Barbara and I have had the privilege of traveling to more than 30 countries on six continents for business and humanitarian trips. Speaking for myself, I have made many mistakes attempting to build relationships in other places, ranging from the Rift Valley of Kenya to the Highlands in Papua New Guinea to the fast pace of Pudong, Shanghai. Hopefully I’ve learned from my faux pas, but they were usually painful experiences, nonetheless.
This past year, I had the pleasure of hearing Erin Meyer, professor at INSEAD, speak and then read from her book, The Culture Map — Breaking Through the Invisible Boundaries of Global Business. Erin could have saved me a lot of wasted time, energy, and blunders. She provides a field-tested model for decoding how cultural differences impact international business, and she combines a smart analytical framework with practical, actionable advice for succeeding in a global world.

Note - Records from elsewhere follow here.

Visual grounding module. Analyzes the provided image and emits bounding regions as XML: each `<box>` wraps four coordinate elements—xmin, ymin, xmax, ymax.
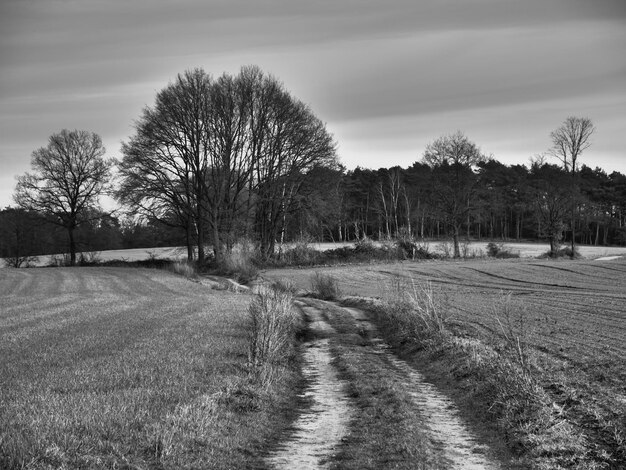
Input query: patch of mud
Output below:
<box><xmin>343</xmin><ymin>306</ymin><xmax>501</xmax><ymax>470</ymax></box>
<box><xmin>266</xmin><ymin>303</ymin><xmax>352</xmax><ymax>469</ymax></box>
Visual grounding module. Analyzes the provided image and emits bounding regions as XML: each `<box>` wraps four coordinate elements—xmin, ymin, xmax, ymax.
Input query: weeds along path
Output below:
<box><xmin>266</xmin><ymin>301</ymin><xmax>353</xmax><ymax>469</ymax></box>
<box><xmin>268</xmin><ymin>298</ymin><xmax>501</xmax><ymax>469</ymax></box>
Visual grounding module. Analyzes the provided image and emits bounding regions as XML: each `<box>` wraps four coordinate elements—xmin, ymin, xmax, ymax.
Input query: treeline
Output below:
<box><xmin>0</xmin><ymin>208</ymin><xmax>187</xmax><ymax>266</ymax></box>
<box><xmin>296</xmin><ymin>160</ymin><xmax>626</xmax><ymax>248</ymax></box>
<box><xmin>2</xmin><ymin>65</ymin><xmax>625</xmax><ymax>266</ymax></box>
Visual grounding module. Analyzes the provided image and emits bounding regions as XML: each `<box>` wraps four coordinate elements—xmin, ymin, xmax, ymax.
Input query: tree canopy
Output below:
<box><xmin>14</xmin><ymin>129</ymin><xmax>114</xmax><ymax>265</ymax></box>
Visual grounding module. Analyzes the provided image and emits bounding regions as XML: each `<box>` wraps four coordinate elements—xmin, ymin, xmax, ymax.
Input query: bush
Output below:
<box><xmin>540</xmin><ymin>245</ymin><xmax>580</xmax><ymax>259</ymax></box>
<box><xmin>169</xmin><ymin>261</ymin><xmax>197</xmax><ymax>279</ymax></box>
<box><xmin>78</xmin><ymin>251</ymin><xmax>102</xmax><ymax>266</ymax></box>
<box><xmin>210</xmin><ymin>242</ymin><xmax>259</xmax><ymax>284</ymax></box>
<box><xmin>281</xmin><ymin>243</ymin><xmax>321</xmax><ymax>266</ymax></box>
<box><xmin>381</xmin><ymin>275</ymin><xmax>446</xmax><ymax>340</ymax></box>
<box><xmin>246</xmin><ymin>285</ymin><xmax>298</xmax><ymax>380</ymax></box>
<box><xmin>3</xmin><ymin>254</ymin><xmax>38</xmax><ymax>268</ymax></box>
<box><xmin>487</xmin><ymin>242</ymin><xmax>520</xmax><ymax>259</ymax></box>
<box><xmin>310</xmin><ymin>272</ymin><xmax>341</xmax><ymax>300</ymax></box>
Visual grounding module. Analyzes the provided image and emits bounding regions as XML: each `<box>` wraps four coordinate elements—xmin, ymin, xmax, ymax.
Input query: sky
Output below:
<box><xmin>1</xmin><ymin>0</ymin><xmax>625</xmax><ymax>209</ymax></box>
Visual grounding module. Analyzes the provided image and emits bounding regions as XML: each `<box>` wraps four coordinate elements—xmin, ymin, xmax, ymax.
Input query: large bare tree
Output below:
<box><xmin>118</xmin><ymin>69</ymin><xmax>212</xmax><ymax>262</ymax></box>
<box><xmin>549</xmin><ymin>116</ymin><xmax>595</xmax><ymax>254</ymax></box>
<box><xmin>118</xmin><ymin>66</ymin><xmax>337</xmax><ymax>262</ymax></box>
<box><xmin>422</xmin><ymin>131</ymin><xmax>485</xmax><ymax>258</ymax></box>
<box><xmin>14</xmin><ymin>129</ymin><xmax>113</xmax><ymax>266</ymax></box>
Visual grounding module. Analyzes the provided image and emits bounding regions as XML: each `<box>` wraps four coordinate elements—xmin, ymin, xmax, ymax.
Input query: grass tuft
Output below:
<box><xmin>310</xmin><ymin>272</ymin><xmax>342</xmax><ymax>300</ymax></box>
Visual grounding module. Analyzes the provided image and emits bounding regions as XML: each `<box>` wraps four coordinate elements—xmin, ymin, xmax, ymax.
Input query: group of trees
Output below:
<box><xmin>2</xmin><ymin>64</ymin><xmax>625</xmax><ymax>265</ymax></box>
<box><xmin>117</xmin><ymin>66</ymin><xmax>337</xmax><ymax>263</ymax></box>
<box><xmin>310</xmin><ymin>156</ymin><xmax>626</xmax><ymax>257</ymax></box>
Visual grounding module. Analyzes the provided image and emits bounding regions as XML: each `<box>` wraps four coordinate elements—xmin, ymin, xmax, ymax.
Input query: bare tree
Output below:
<box><xmin>549</xmin><ymin>116</ymin><xmax>595</xmax><ymax>254</ymax></box>
<box><xmin>14</xmin><ymin>130</ymin><xmax>114</xmax><ymax>266</ymax></box>
<box><xmin>118</xmin><ymin>69</ymin><xmax>212</xmax><ymax>262</ymax></box>
<box><xmin>423</xmin><ymin>131</ymin><xmax>485</xmax><ymax>258</ymax></box>
<box><xmin>530</xmin><ymin>162</ymin><xmax>571</xmax><ymax>256</ymax></box>
<box><xmin>251</xmin><ymin>79</ymin><xmax>337</xmax><ymax>257</ymax></box>
<box><xmin>118</xmin><ymin>66</ymin><xmax>337</xmax><ymax>262</ymax></box>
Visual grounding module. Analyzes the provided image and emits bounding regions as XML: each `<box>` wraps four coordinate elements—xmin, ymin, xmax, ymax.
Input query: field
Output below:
<box><xmin>262</xmin><ymin>256</ymin><xmax>626</xmax><ymax>467</ymax></box>
<box><xmin>7</xmin><ymin>240</ymin><xmax>626</xmax><ymax>269</ymax></box>
<box><xmin>3</xmin><ymin>245</ymin><xmax>626</xmax><ymax>468</ymax></box>
<box><xmin>0</xmin><ymin>267</ymin><xmax>300</xmax><ymax>469</ymax></box>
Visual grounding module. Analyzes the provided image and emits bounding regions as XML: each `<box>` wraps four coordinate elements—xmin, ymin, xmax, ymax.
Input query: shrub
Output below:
<box><xmin>270</xmin><ymin>278</ymin><xmax>298</xmax><ymax>295</ymax></box>
<box><xmin>381</xmin><ymin>275</ymin><xmax>446</xmax><ymax>340</ymax></box>
<box><xmin>78</xmin><ymin>251</ymin><xmax>102</xmax><ymax>265</ymax></box>
<box><xmin>487</xmin><ymin>242</ymin><xmax>520</xmax><ymax>259</ymax></box>
<box><xmin>3</xmin><ymin>254</ymin><xmax>38</xmax><ymax>268</ymax></box>
<box><xmin>310</xmin><ymin>272</ymin><xmax>342</xmax><ymax>300</ymax></box>
<box><xmin>246</xmin><ymin>285</ymin><xmax>298</xmax><ymax>382</ymax></box>
<box><xmin>211</xmin><ymin>242</ymin><xmax>259</xmax><ymax>284</ymax></box>
<box><xmin>395</xmin><ymin>238</ymin><xmax>435</xmax><ymax>260</ymax></box>
<box><xmin>169</xmin><ymin>261</ymin><xmax>197</xmax><ymax>279</ymax></box>
<box><xmin>540</xmin><ymin>245</ymin><xmax>580</xmax><ymax>259</ymax></box>
<box><xmin>281</xmin><ymin>243</ymin><xmax>321</xmax><ymax>266</ymax></box>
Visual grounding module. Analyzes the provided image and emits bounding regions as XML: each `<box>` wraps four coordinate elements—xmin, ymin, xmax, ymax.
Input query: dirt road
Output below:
<box><xmin>266</xmin><ymin>299</ymin><xmax>502</xmax><ymax>469</ymax></box>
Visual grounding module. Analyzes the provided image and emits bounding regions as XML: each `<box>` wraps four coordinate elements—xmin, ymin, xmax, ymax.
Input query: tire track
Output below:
<box><xmin>267</xmin><ymin>300</ymin><xmax>501</xmax><ymax>469</ymax></box>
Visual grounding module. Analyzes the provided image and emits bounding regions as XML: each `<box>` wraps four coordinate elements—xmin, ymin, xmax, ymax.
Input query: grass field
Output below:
<box><xmin>0</xmin><ymin>267</ymin><xmax>300</xmax><ymax>469</ymax></box>
<box><xmin>263</xmin><ymin>256</ymin><xmax>626</xmax><ymax>467</ymax></box>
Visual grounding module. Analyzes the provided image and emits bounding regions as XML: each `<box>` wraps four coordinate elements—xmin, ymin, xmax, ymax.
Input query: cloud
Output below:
<box><xmin>1</xmin><ymin>0</ymin><xmax>625</xmax><ymax>210</ymax></box>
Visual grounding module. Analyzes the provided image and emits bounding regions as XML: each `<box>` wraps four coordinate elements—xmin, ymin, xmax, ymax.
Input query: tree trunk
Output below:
<box><xmin>549</xmin><ymin>236</ymin><xmax>558</xmax><ymax>257</ymax></box>
<box><xmin>186</xmin><ymin>221</ymin><xmax>194</xmax><ymax>262</ymax></box>
<box><xmin>452</xmin><ymin>225</ymin><xmax>461</xmax><ymax>258</ymax></box>
<box><xmin>68</xmin><ymin>226</ymin><xmax>76</xmax><ymax>266</ymax></box>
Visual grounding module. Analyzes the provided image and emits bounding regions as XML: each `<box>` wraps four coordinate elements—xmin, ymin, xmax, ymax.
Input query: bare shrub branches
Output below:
<box><xmin>310</xmin><ymin>272</ymin><xmax>342</xmax><ymax>300</ymax></box>
<box><xmin>381</xmin><ymin>275</ymin><xmax>446</xmax><ymax>339</ymax></box>
<box><xmin>246</xmin><ymin>284</ymin><xmax>298</xmax><ymax>377</ymax></box>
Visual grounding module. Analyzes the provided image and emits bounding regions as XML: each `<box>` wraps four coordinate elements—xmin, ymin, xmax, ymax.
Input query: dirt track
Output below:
<box><xmin>267</xmin><ymin>299</ymin><xmax>501</xmax><ymax>469</ymax></box>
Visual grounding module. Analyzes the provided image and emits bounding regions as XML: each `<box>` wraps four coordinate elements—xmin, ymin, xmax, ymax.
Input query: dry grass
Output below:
<box><xmin>310</xmin><ymin>272</ymin><xmax>342</xmax><ymax>300</ymax></box>
<box><xmin>381</xmin><ymin>275</ymin><xmax>446</xmax><ymax>340</ymax></box>
<box><xmin>0</xmin><ymin>267</ymin><xmax>301</xmax><ymax>469</ymax></box>
<box><xmin>246</xmin><ymin>283</ymin><xmax>300</xmax><ymax>384</ymax></box>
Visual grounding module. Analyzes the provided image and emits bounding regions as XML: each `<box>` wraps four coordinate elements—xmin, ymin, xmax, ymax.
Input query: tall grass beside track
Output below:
<box><xmin>347</xmin><ymin>274</ymin><xmax>622</xmax><ymax>469</ymax></box>
<box><xmin>0</xmin><ymin>267</ymin><xmax>302</xmax><ymax>469</ymax></box>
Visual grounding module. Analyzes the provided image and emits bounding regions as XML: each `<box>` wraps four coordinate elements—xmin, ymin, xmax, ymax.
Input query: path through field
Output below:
<box><xmin>266</xmin><ymin>299</ymin><xmax>501</xmax><ymax>469</ymax></box>
<box><xmin>266</xmin><ymin>302</ymin><xmax>352</xmax><ymax>469</ymax></box>
<box><xmin>263</xmin><ymin>256</ymin><xmax>626</xmax><ymax>467</ymax></box>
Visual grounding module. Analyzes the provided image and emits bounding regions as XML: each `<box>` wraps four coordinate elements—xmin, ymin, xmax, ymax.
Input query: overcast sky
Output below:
<box><xmin>1</xmin><ymin>0</ymin><xmax>625</xmax><ymax>209</ymax></box>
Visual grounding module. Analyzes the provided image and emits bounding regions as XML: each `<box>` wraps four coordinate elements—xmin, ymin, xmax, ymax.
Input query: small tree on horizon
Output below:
<box><xmin>549</xmin><ymin>116</ymin><xmax>595</xmax><ymax>255</ymax></box>
<box><xmin>14</xmin><ymin>129</ymin><xmax>114</xmax><ymax>266</ymax></box>
<box><xmin>422</xmin><ymin>131</ymin><xmax>486</xmax><ymax>258</ymax></box>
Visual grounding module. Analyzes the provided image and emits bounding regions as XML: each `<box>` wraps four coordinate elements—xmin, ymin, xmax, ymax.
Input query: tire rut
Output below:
<box><xmin>265</xmin><ymin>302</ymin><xmax>353</xmax><ymax>470</ymax></box>
<box><xmin>341</xmin><ymin>305</ymin><xmax>501</xmax><ymax>470</ymax></box>
<box><xmin>267</xmin><ymin>299</ymin><xmax>502</xmax><ymax>469</ymax></box>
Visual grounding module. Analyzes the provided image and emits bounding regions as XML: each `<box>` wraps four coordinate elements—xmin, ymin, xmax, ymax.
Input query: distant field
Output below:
<box><xmin>5</xmin><ymin>241</ymin><xmax>626</xmax><ymax>268</ymax></box>
<box><xmin>0</xmin><ymin>267</ymin><xmax>295</xmax><ymax>469</ymax></box>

If you have team members from different countries (Barbara and I worked with a team in Brazil that included people from more than 10 different countries including the Netherlands, Korea, Malaysia and, of course, Brazil), offices/plants located in other countries, or if you’re pursuing business cross-culturally for the first time, I would highly recommend Erin’s book. In addition, if you go to the Tools section of her website, erinmeyer.com, she provides a Self Assessment Cultural Profile and a tool you can use to compare how two (or more) cultures build trust, give negative feedback, and make decisions.
If your company has cross-cultural dealings, how are you doing with your associates, customers, and vendors from other cultures? My guess is Erin has a few practical tips that you’ll find valuable.
Footnote: I could share hundreds of stories, but this one comes to mind. One of my Japanese partners asked me to attend a seminar where he was the presenter. He wanted to introduce me to several Japanese business executives, and was excited that I would be sitting through his presentation (even though was all in Japanese). Although I knew no Japanese words, my partner had a clock built into his presentation and I could tell, as time went on, that he was significantly over the allotted time — probably by 25 percent. After the presentation, he asked for feedback, so I courageously offered my observation of his running over the scheduled time (a fatal mistake in U.S. business). He thanked me for my feedback and then went on to say, “In the Japanese culture, the participants’ reaction to the speaker who exceeds the allotted time is to be happy that they received more than they paid for.” All I could say was, “Really?”